Electrical Engineering Asked on November 28, 2021

The Xilinx App note XAPP052 "Efficient Shift Registers, LFSR Counters, and Long Pseudo-Random Sequence Generators" shows a method on how to use LFSRs to get random bit sequence of maximum length. I expected this to be a chain of registers similar to one used for CRC checks where we use feedback XOR gates to generate the random bit sequence. However, this appears different.

There are few things that I am trying to understand here:

  1. How are they implementing a 32-bit LFSR using 2 16×1 SRAMs and 4 DFFs? Shouldn’t it be 32 DFFs with some taps using feedback? The inclusion of Synchronous RAM blocks is confusing.
  2. What would be the structure to implement 12 bit and 16 bit random bit sequence?
  3. In Table 3 it gives the "XNOR form" and the length of the chain used to generate the random bit sequence. Is there a way that I might carry out simulation using this information in C language or otherwise?

The mixture of DFFs and Synchronous RAM blocks is confusing me as it does not match a simple shift register chain with XOR gates in feedback as used with CRC checking hardware.
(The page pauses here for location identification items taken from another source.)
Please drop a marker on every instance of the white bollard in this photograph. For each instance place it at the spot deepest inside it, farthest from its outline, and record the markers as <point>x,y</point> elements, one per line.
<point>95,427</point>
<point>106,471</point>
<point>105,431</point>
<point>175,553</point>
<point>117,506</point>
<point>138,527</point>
The reason I expect this to match CRC hardware is that both have concept of a polynomial that decides where we tap to get the feedback bits.

Edit:
I would be grateful if someone can clarify the relationship between Tables 1 & 2 and the Table 3. Why are there only 4 DFFs each time and they are providing address into some RAM blocks? That is now how shift registers work.

One Answer

  1. That is just an example how to parallelize 1-bit wide and 32-bit deep shift register into an implementation that suits better for programmable logic devices, in this case 2-bit wide and 16-bit deep as an example, and then extends it to many bits wide and many bits deep register.

  2. For 12-bit shift register, there's 144 different tap configurations to achieve a maximal length output, and for 16-bit shift register, there's 2048 different tap configurations to achieve a maximal length output. Just select a configuration from a list, the Xilinx appnote has examples for which taps to use. Each configuration of taps generates a different sequence. However, 12-bit and 16-bit configurations are not that widely used, as they require four feedback taps. 11-bit, 15-bit and 17-bit registers only need two taps for feedback.

  3. Of course, it's exactly the same code as calculating a CRC, except you are feeding no data in and let the shift register feed itself back. It seems that the XNOR configuration has exact same taps as the usual Galois configuration, where you just XOR with the polynomial. A 32-bit integer is a 32-bit shift register, so even if you use code for CRC32 algorithm, you will get a maximal length pseudorandom bitstream with 2^32-1 bits. As long as the shift register is initialized to something that is non-zero.

Don't think about the RAM blocks, unless you must implement this on a PLD of some sort.